The first car my wife and I bought together was a 1993 Mercury Tracer. That transmission went at 40,000 miles. I was infuriated -- I wrote several letters to the good people at the Ford Motor Company stating, in sum, that warranty or no warranty, there's no way that should ever happen. They feigned sympathy but of course did nothing, and I swore off ever buying another Ford product again.




Several years later, we needed a van and, despite my earlier pledge, we settled on a 1998 Mercury Villager and traded in the Tracer. This time, however, I took the plunge and bought the extended warranty. A short time later, I was glad I did -- that engine blew at around 38,000 miles. The warranty paid for almost all of it, but I had steam coming out my ears both on the principle and the inconvenience of the whole mess. Inexcusable, I fumed. That would be my last Ford vehicle. This was on top of a number of nagging mechanical and electrical issues that the dealership seemed incapable of repairing (the intermittent air conditioning was a particular irritant). And while we kept it a few more years, it was ultimately replaced with a Honda Odyssey.




To replace The Mighty Cavalier, we purchased a 1993 Mazda Protege, which we would keep for more than ten years. It was in that vehicle that I brought both of my children home from the hospital. This was and remains to date the best car I ever owned -- It was a 5-speed 1.8 DOHC with a fair amount of firepower. At around 100,000 miles, the body was starting to give way, but the engine could have run forever. It finally got to the point this year that it was too expensive to maintain, as the parts were become both scarce and expensive, and when the AC compressor went, it was time for a trade at 108,000 miles. But it still ran great.

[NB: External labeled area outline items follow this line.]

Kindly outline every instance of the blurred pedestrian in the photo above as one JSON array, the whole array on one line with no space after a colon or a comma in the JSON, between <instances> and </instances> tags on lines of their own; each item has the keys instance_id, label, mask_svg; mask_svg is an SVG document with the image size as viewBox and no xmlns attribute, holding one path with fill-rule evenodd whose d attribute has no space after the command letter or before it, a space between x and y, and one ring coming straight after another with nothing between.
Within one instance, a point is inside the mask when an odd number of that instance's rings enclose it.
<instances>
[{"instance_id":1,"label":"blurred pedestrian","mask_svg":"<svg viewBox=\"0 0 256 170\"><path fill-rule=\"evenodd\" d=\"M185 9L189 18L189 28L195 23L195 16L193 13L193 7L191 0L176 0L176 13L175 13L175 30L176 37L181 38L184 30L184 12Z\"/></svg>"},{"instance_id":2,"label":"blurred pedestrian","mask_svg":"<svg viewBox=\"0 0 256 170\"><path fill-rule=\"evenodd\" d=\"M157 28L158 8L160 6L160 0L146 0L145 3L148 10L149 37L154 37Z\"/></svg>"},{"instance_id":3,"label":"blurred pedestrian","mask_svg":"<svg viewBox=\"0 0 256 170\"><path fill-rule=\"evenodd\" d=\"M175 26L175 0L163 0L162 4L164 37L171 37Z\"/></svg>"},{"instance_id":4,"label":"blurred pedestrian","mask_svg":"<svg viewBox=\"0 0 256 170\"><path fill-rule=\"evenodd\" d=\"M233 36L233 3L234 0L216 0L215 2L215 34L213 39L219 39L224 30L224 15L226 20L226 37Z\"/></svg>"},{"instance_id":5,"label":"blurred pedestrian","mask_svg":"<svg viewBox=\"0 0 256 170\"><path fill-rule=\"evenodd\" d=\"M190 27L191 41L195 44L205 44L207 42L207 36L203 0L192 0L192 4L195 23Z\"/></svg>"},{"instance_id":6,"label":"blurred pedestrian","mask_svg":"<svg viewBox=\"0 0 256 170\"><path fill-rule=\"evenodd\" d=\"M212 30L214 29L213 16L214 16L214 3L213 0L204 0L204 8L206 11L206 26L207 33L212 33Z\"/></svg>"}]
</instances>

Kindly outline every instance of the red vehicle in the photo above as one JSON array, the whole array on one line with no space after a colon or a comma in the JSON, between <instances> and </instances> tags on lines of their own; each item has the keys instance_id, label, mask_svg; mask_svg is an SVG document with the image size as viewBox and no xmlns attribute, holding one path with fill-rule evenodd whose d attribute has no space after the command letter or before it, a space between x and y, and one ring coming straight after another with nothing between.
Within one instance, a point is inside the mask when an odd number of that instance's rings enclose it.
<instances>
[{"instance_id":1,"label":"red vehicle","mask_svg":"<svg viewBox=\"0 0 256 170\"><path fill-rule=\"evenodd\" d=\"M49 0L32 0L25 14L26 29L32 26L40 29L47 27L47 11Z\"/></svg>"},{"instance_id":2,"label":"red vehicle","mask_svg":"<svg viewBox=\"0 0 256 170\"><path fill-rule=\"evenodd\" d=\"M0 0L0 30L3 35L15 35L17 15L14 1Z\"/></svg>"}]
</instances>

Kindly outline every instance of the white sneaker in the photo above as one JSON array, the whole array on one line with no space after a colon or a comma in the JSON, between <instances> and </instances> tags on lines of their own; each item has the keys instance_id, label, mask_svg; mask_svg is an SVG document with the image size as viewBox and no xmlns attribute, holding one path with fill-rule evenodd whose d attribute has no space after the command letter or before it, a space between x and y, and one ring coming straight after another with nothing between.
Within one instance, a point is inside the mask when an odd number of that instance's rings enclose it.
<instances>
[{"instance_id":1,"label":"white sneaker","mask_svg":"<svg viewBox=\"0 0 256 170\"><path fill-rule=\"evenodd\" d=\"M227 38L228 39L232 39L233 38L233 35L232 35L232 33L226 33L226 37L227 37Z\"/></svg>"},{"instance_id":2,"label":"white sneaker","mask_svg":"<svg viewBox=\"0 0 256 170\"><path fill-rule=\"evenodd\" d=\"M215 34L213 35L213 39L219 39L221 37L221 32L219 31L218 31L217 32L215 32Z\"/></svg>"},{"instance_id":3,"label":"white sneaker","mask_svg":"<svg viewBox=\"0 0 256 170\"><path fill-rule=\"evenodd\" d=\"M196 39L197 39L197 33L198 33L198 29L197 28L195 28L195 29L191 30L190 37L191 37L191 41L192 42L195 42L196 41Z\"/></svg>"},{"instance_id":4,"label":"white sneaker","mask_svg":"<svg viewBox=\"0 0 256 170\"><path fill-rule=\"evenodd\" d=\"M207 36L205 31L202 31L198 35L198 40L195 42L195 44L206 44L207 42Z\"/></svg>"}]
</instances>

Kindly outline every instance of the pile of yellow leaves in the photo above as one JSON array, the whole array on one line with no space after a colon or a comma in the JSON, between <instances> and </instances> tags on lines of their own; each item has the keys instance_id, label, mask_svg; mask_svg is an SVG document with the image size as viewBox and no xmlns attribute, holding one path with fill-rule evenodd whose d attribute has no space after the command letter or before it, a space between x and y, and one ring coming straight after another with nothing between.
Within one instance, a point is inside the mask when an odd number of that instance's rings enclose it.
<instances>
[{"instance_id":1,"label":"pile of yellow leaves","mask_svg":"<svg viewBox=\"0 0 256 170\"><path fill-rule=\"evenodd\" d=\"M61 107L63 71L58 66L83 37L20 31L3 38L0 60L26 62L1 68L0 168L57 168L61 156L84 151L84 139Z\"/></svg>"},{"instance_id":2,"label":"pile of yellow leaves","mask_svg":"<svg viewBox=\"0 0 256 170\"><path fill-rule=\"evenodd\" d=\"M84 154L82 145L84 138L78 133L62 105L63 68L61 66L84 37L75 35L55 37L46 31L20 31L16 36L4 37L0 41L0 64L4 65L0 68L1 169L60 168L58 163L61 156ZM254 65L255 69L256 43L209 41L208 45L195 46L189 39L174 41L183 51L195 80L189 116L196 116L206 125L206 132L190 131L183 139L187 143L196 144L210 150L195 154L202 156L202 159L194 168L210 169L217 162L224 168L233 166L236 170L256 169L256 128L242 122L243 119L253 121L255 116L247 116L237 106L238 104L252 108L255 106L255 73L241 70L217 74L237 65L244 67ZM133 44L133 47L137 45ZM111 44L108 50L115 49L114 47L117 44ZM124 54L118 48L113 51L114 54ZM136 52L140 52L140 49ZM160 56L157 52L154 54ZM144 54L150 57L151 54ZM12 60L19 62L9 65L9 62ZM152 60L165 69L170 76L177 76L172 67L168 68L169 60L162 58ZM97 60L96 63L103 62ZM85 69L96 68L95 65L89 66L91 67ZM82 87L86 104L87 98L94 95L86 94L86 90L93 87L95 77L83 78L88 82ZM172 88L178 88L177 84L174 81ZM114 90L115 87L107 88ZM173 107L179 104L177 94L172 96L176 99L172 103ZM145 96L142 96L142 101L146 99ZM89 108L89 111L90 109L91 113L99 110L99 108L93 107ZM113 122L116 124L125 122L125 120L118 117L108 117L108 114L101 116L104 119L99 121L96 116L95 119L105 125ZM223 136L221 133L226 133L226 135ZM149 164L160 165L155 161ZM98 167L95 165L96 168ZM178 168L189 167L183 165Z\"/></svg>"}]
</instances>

We now own two Hondas -- the aforementioned 2005 Odyssey, and a 2007 Honda Fit that succeeded the Protege. Yes, we paid a little more for them, but (knock on wood) no mechanical or major maintenance issues. With my track record, I got an extended warranty on both, but we haven't had to use it yet.




I realize that the American Automobile industry is populated, by and large, with good, solid, hard-working people at all levels of parts, manufacturing and service, and I sympathize with them that the collapse of their industry in general and their employer in particular will adversely affect them and perhaps the country overall. But it's not my fault that they've produced inferior products at inflated prices for the better part of four decades. Any industry needs to keep up with the times or go away. We've seen this before -- ever hear of Bethlehem Steel?